A view of America as the product of European culture:
“The most stupendous phenomenon of all history is the transit of European civilization to the two American continents. For four and a half centuries Europeans have been crossing the Atlantic to establish in a new world their blood, languages, religions, literatures, art, customs. This movement, involving many nations and millions of men and women, has been termed the expansion of a new Europe in America. The Indian civilizations have been overwhelmed or subordinated, and in their place have arisen great nations speaking English, Spanish, Portuguese, or French, whose peoples profess the Christian religion, are partly or entirely European in blood, accept Shakespeare or Cervantes or Molière or even Tolstoy as their own. … Historians have been too prone to neglect the factor of inheritance in interpreting the United States, especially the multiple inheritance which makes it the child, not of England, but of Europe.”

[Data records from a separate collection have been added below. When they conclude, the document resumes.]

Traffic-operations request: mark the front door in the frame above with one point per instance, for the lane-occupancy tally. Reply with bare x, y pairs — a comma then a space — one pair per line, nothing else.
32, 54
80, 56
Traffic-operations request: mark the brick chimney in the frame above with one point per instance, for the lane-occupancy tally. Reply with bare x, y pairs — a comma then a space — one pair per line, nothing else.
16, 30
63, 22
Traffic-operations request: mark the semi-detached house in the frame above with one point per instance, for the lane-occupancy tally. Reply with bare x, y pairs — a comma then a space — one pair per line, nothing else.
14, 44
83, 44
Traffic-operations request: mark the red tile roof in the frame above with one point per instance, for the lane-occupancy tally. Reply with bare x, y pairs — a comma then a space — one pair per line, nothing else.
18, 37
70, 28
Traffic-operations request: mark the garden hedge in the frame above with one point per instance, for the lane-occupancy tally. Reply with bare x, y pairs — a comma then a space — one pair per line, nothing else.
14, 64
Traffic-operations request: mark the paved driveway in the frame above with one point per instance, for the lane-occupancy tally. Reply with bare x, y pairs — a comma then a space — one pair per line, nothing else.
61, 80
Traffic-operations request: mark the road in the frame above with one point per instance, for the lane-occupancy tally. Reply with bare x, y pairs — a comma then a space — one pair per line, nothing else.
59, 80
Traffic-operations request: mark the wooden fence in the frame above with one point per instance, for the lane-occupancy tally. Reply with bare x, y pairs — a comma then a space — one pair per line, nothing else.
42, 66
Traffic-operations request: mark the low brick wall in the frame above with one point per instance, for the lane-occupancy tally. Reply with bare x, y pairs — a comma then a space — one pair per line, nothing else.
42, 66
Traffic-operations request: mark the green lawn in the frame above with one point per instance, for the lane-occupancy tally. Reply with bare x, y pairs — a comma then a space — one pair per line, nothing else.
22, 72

Gary Nash, Red, White, and Black: The People of Early America (1974).
A view of America as the product of the meeting of Indian, European, and African cultures:
“The pathways of power did not strictly dictate the history of cultural interchange—a point that is obscured if we mistakenly assume that under conditions of oppression and exploitation, acculturation occurs in only one direction. The cultures of Africans and Indians—their agricultural techniques, modes of behavior, styles of speech, dress, food preference, music, dance, and other aspects of existence—became commingled with European culture.… A New World it is…for those who became its peoples remade it, and in the process they remade themselves, whether red, white, or black.”
Questions for Class Discussion
1. Does J.H. Elliott’s work about the New World represent more of a Eurocentric discovery and conquest history or more of a contact and adaptation history? How does Elliott contrast Spanish colonization with English colonization? What were the long-term consequences of those differences according to Elliott?